A.C. e A.E. propongono ricorso per cassazione affidato a due motivi e depositano memoria.

Resiste con controricorso S.L., S.F. R. e S.A.O. sono rimasti intimati.
Motivi della decisione

1. Con il primo motivo le ricorrenti deducono, genericamente, violazione o falsa applicazione di norme di diritto, ma nell’esposizione del motivo si fa riferimento alla disposizione di cui all’art. 1144 c.c., relativa all’inidoneità degli atti di tolleranza per l’acquisto del possesso, non essendovi prova (della quale sarebbe onerato l’attore in rivendica) che l’uso del bene sarebbe avvenuto per tolleranza ed essendo irrilevante, per escludere l’usucapione, il compossesso da parte del coniuge di essa ricorrente.

2. Con il secondo motivo le ricorrenti deducono il vizio di motivazione quanto alla ritenuta inidoneità del godimento prolungato dell’immobile ad integrare il possesso utile per l’usucapione; in particolare, le ricorrenti lamentano che la Corte di Appello avrebbe escluso l’animus possidendi sulla base di regole di comune esperienza (per le quali il padre avrebbe custodito la casetta nell’interesse della figlia), contraddette dalle risultanza istruttorie, senza adeguatamente valorizzare il protrarsi nel tempo del godimento, configgente con la configurabilità d un uso precario; la Corte territoriale inoltre avrebbe equivocato una testimonianza (quella del G.) che, contrariamente a quanto ritenuto, avrebbe detto di non avere mai sentito il C. dire che deteneva l’immobile per conto della figlia; al contrario l’utilizzo della casetta come deposito, avveniva nell’esclusivo interesse dei due coniugi possessori, posto che la figlia del C., che viveva in (OMISSIS), nessun interesse poteva avere rispetto a quel tipo di utilizzo.

3. I due motivi devono essere esaminati congiuntamente perchè si risolvono nella contestazione sull’idoneità degli elementi istruttori acquisiti e utilizzati dal giudice di appello a dimostrare che il godimento del bene fosse iniziato e si fosse protratto nel tempo per la tolleranza del proprietario; si sostiene, infatti, che, in assenza di altri elementi ed essendo provato il godimento ultraventennale del bene nell’interesse proprio e non nell’interesse del proprietario, la materiale disponibilità della casetta avrebbe dovuto essere qualificata come possesso utile all’usucapione e che, semmai, sarebbe stato onere del proprietario provare il contrario.

Sotto il profilo della violazione di norma di diritto il motivo è infondato in quanto la Corte di Appello ha applicato l’art. 1144 c.c., ritenendo che l’uso prolungato del bene non comportasse acquisto del possesso trattandosi di un uso tollerato dal proprietario.

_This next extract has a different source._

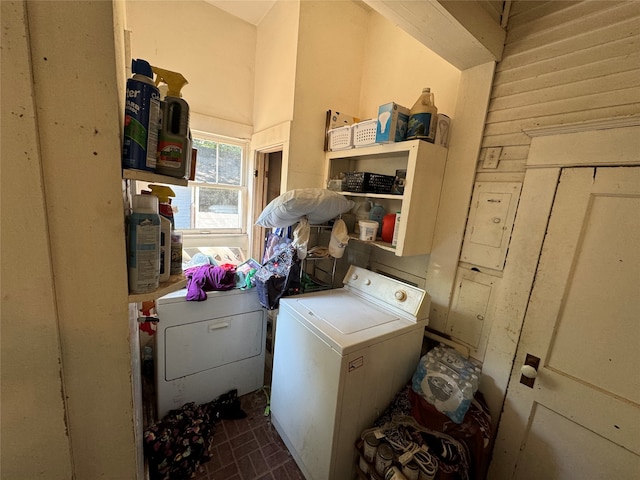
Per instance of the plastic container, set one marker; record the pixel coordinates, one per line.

Tuttavia occorre esaminare la censura (concretamente articolata nei due motivi) relativa al vizio di motivazione con riferimento alla configurabilità di un uso consentito dalla tolleranza anche quando l’uso si protragga nel tempo in assenza del proprietario.

Occorre premettere che l’uso prolungato nel tempo di un bene di norma non è compatìbile con la mera tolleranza (v. Cass. n. 6760/03), essendo questa normalmente configurabile nei casi di transitorietà ed occasionalità degli atti compiuti, sicchè, in cospetto dell’esercizio sistematico e reiterato del potere di fatto sulla cosa, spetta a che lo abbia subito l’onere di provare che lo stesso sia stato dovuto a mera tolleranza (v., tra le altre, Cass. n. 3404/2009; 18651/04, 15739/04, 11871/04, 8194/01, 6738/00, 1077/95, 6944/90).

Questa stessa Corte, però, con orientamento assolutamente consolidato, ha distinto l’ipotesi nella quale la tolleranza si verifichi per rapporti di amicizia o di buon vicinato, rispetto all’ipotesi in cui si verifichi per rapporti di parentela (ritenuti di carattere più stabile e duraturo nel tempo); in questi ultimi casi, il silenzio o l’inerzia, benchè protratti per molti anni, non potrebbero di per sè denotare rinuncia, ancorchè tacita, al possesso, se non accompagnati da atti o fatti che in modo certo rivelassero la volontà di cessare la relazione di carattere possessorio (ancorchè solo animo) con i locali contestati da parte della titolare del relativo diritto e, per contro, la tolleranza del godimento da parte del parente è presumibile proprio in considerazione del rapporto di parentela; infatti, secondo i richiamati principi elaborati dalla giurisprudenza di questa Corte, i rapporti in concreto esistenti tra le parti,se caratterizzati da vincoli particolari, quali quelli di parentela possono elidere l’anzidetto valore di presunzione e anzi nei vincoli di stretta parentela è ben plausibile il mantenimento di un atteggiamento tollerante anche per un lungo arco di tempo (v. Cass. 4327/2008, 8194/01, 1042/98, 8498/95, 1042/92, 4631/90, 1620/84 e Cass. 9661/2006 che, in motivazione, ha ribadito il principio dell’idoneità del rapporto di parentela per la presunzione della tolleranza; per i rapporti societari v. Cass. n. 2487/00).

La Corte di Appello ha valutato i suddetti elementi e ha ritenuto che il godimento del bene avvenisse a titolo di tolleranza dato il rapporto di parentela (tra C.C. e C.R. e i suoi nipoti, eredi di C.C.) e la circostanza che nei venti anni successivi alla morte della figlia del C., quest’ultimo abbia continuato a utilizzare la casetta per gli stessi usi per i quali la utilizzava durante la vita della figlia, senza mai abitarla o destinarla ad usi diversi.

La Corte territoriale ha poi escluso, con congrua motivazione, che A.C., avendo la disponibilità della casetta in quanto coniuge del C., potesse averne una disponibilità idonea ad integrare quale possesso che non ne aveva il coniuge, nè l’eventuale possesso successivo alla morte poteva assumere rilevanza non essendo decorso da tale evento il termine per l’usucapione.

L’apprezzamento di fatto sull’inidoneità dell’uso, in quanto tollerato (la valutazione della tolleranza, come detto è motivata e coerente con il costume sociale e il rapporto di parentela), ad integrare il possesso utile all’usucapione, è fondato sui principi giurisprudenziali sopra richiamati ed è quindi insindacabile in cassazione in quanto immune da vizi logici e giuridici.

4. In conclusione il ricorso deve essere rigettato; le spese, liquidate come in dispositivo, seguono la soccombenza.
P.Q.M.

La Corte rigetta il ricorso e condanna le ricorrenti a pagare al controricorrente S.L. le spese di questo giudizio di cassazione che liquida in Euro 1.000,00 oltre Euro 200,00 per esborsi, oltre spese generali e accessori di legge.

Così deciso in Roma, il 23 aprile 2012.